Figure 4. 14-3-3θ promoter activity was repressed in doxycycline-inducible SH-SY5Y cells overexpressing α-syn

(A) SH-SY5Y cells were transduced with a doxycycline-inducible α-syn lentivirus and selected with geneticin for stably-transduced cells. Immunoblotting showed increased α-syn expression after induction with 1 μg/ml doxycycline for 48 hrs. (B) Luciferase activities of reporter constructs were significantly reduced in α-syn inducible cells. 14-3-3θ luciferase reporter construct F9 and Renilla luciferase control vector were co-transfected into uninduced cells or cells that had been induced for 1 or 4 days, and then luciferase activity was measured 2 days after transfection. Therefore, cells were induced for a total of 3 or 6 days, respectively. Luciferase activities were expressed as percentage of uninduced cells. Experiments were performed three times with two or three replicates per experiment. ***p<0.001 compared to uninduced (two-way ANOVA followed by Tukey’s multiple comparison test). Error bars reflect S.E.M.

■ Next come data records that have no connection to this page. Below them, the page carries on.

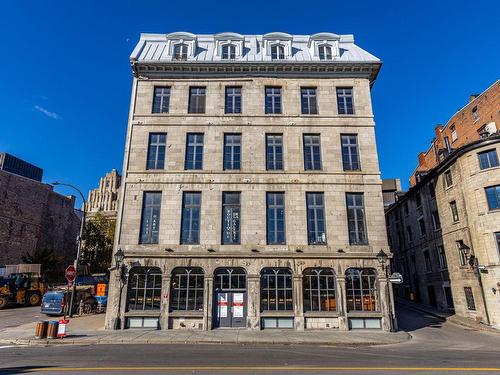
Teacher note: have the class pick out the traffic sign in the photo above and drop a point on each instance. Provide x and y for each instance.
(396, 278)
(70, 273)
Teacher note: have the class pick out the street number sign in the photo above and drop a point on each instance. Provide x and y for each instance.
(70, 273)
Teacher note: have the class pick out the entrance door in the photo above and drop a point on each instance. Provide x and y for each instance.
(231, 310)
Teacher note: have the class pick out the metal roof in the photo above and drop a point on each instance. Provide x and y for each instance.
(153, 48)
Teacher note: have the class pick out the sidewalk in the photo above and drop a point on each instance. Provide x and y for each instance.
(80, 334)
(449, 317)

Figure 5. Knockdown of α-syn had no effect on 14-3-3θ mRNA level and did not reverse the effect of HDAC inhibition on 14-3-3θ level

(A) SH-SY5Y cells were transduced with control pLKO.1 or α-syn shRNA lentiviruses and selected with puromycin for stably-transduced cells. Immunoblotting showed decrease in α-syn expression after lentiviral transduction. (B) SH-SY5Y cells stably transduced with the pLKO.1 control or with α-syn shRNA lentiviruses were untreated or treated with 2 mM SB for 24hrs. RNA was extracted and quantitative PCR was performed using primers specific for 14-3-3θ. In untreated cells, 14-3-3θ mRNA level was not changed by the knockdown of α-syn when compared to pLKO.1 control (black bars). Treatment with SB caused significant reduction in 14-3-3θ expression in both pLKO.1 and α-syn knockdown cells (black vs. white bars). 14-3-3θ mRNA level in SB-treated cells transduced with α-syn shRNA lentiviruses was slightly lower than those transduced with pLKO.1 control (white bars). Results were expressed as percentage of untreated pLKO.1. Experiments were performed three times with three replicates per experiment. Three-way ANOVA was first done to analyze the overall effect of each grouping factor (cell line, treatment and experimental run). Two-way ANOVA was then used to compare pairs of experimental groups. *p<0.05, ***p<0.001, n.s. = not significant. Error bars reflect S.E.M.

Figure 6. Treatment of HDAC inhibitors caused a decrease in 14-3-3θ mRNA level and an increase in α-syn protein level

(A, B, C) SH-SY5Y cells were treated for 24 hrs with varying doses of HDAC inhibitors sodium butyrate (SB), trichostatin A (TSA), and MS-275. RNA was extracted and quantitative PCR was performed using primers specific for 14-3-3θ. All three HDAC inhibitors caused decreases in 14-3-3θ mRNA levels. Results were expressed as percentage of the untreated group. Experiments were performed three times with three replicates per experiment. ***p<0.001 compared to untreated (two-way ANOVA followed by Tukey’s multiple comparison test). (D, E) SH-SY5Y cells were treated with 2 mM SB or 200 nM TSA for 24 hrs. Proteins were collected and immunoblotted with antibody against α-syn or actin. Blots were quantified by densitometry. The levels of α-syn were normalized to the levels of actin. Treatment with SB and TSA increased α-syn expression by 2.4 and 2.8-fold, respectively. Densitometric quantification included three independent experiments. *p<0.05, **p<0.01 compared to untreated (one-way ANOVA followed by Dunnett’s multiple comparison test).